Peter Wadhams. Oxford Univ., $21.95 (256p) ISBN 978-0-19-069115-8

Wadhams, professor of ocean physics at Cambridge University, explains the loss of Arctic ice in this important, if dense, discussion on the effects of climate change. In the 1970s, sea ice covered roughly eight million square kilometers of the surface of the Arctic Ocean. But by 2012 it only covered approximately 3.4 million square kilometers. Wadhams outlines the hows and whys of this dramatic change, looking at the greenhouse effect and increasing atmospheric levels of carbon dioxide, methane, and nitrous oxide. Methane derives from a number of sources, including natural gas-pipeline leaks, hydraulic fracturing, agriculture, and landfills; nitrous oxide “originates mostly from the use of artificial fertilizers.” Wadhams also details the phenomenon of Arctic amplification—“the main reason why changes due to global warming happen in the Arctic first”—and its causes.
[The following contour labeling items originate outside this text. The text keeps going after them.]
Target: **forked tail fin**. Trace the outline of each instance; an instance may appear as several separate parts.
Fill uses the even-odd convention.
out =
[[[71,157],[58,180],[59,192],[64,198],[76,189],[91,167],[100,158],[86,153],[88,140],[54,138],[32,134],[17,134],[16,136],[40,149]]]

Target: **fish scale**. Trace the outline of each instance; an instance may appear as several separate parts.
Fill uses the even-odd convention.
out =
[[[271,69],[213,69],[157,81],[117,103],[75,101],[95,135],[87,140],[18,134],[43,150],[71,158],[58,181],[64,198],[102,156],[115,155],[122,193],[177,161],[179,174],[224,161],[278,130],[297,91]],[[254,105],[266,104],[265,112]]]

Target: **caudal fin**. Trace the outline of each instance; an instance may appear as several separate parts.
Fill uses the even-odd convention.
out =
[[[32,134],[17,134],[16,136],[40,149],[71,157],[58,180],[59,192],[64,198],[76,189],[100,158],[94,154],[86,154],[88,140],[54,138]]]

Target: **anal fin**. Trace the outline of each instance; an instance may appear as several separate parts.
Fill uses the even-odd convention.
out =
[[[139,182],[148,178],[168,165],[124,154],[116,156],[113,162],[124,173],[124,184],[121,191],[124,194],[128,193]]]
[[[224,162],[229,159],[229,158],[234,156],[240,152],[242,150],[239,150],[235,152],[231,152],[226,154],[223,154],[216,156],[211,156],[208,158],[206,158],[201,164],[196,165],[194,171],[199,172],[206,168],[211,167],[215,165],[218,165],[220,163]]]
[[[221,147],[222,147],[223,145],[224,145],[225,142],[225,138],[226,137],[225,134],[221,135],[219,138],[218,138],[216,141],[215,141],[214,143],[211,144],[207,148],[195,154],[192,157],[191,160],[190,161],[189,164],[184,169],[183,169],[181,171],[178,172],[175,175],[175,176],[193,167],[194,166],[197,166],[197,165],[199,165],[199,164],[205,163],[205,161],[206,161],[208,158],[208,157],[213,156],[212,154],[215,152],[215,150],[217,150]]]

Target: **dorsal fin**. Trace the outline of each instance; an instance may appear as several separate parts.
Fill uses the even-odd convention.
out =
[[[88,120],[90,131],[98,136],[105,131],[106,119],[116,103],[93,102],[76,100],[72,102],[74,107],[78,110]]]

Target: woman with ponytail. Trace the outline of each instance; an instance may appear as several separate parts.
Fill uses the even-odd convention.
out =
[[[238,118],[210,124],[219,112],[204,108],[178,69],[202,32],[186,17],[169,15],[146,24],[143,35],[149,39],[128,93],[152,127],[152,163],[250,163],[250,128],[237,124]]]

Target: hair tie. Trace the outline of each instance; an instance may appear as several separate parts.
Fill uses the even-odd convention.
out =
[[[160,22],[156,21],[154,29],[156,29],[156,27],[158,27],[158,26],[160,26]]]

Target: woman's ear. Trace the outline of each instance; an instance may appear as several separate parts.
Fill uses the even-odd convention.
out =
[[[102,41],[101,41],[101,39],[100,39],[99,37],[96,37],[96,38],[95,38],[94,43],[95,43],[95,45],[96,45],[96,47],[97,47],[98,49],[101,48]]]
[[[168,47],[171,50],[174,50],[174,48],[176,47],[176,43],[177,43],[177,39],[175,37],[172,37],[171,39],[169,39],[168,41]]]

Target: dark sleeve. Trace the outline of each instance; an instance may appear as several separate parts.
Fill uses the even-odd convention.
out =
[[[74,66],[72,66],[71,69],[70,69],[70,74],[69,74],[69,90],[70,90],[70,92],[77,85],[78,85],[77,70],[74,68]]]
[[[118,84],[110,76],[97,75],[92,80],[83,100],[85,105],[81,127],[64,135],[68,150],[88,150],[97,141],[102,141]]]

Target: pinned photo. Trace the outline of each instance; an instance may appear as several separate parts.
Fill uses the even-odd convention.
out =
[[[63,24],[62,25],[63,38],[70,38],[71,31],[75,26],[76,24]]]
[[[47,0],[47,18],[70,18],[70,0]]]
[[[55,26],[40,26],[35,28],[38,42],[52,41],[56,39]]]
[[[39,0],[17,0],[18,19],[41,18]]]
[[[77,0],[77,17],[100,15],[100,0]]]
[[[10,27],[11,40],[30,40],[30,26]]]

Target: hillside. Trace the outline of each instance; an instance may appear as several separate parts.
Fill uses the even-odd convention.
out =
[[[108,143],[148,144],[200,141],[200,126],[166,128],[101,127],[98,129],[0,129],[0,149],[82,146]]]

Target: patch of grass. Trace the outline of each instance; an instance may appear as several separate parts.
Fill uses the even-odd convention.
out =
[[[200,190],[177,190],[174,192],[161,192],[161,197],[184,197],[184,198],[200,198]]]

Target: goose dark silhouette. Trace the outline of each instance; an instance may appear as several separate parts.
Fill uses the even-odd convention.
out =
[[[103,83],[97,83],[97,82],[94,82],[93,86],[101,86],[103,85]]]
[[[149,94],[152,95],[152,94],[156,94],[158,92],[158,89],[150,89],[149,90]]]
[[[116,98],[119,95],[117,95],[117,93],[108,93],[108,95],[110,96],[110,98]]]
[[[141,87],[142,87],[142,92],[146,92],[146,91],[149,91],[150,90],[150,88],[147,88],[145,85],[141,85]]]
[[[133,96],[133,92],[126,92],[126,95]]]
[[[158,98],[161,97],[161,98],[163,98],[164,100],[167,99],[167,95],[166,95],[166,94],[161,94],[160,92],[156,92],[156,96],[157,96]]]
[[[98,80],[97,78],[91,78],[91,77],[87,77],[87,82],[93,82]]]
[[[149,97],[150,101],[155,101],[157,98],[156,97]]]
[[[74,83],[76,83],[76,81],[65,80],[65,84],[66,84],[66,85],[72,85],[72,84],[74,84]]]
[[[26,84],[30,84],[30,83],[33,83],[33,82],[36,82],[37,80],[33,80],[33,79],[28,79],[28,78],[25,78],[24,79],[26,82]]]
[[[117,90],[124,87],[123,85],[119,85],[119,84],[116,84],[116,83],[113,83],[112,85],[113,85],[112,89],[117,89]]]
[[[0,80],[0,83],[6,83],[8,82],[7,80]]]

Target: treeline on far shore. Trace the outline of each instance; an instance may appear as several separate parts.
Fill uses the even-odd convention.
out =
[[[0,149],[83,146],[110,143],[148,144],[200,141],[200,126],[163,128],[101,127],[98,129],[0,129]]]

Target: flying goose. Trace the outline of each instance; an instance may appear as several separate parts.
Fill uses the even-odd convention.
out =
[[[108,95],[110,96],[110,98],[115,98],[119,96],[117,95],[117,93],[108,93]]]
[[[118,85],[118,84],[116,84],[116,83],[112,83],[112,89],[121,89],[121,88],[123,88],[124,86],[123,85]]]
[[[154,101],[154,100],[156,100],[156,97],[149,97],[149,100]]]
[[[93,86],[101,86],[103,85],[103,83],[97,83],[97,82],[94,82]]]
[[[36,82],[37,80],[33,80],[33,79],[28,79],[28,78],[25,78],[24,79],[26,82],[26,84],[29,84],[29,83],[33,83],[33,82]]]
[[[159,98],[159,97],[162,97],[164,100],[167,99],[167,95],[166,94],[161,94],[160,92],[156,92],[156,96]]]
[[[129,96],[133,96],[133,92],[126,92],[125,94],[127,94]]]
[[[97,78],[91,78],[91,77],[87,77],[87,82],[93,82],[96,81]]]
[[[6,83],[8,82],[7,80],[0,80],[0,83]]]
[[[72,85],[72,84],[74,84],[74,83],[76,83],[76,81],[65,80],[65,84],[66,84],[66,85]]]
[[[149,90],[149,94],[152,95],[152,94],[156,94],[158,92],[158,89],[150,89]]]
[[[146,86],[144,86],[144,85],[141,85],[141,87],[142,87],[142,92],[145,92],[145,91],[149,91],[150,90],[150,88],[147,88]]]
Unfortunately, the book’s early chapters on “the properties of sea ice and how it forms and grows on the sea surface” and on glaciers and ice sheets prove difficult to get through. Too academic and dry, they can be hard for general audiences to decipher. Wadhams’s in-depth scientific examination undoubtedly adds to the ongoing study of polar ice caps, but his tone and approach may limit the book’s overall appeal. (Sept.)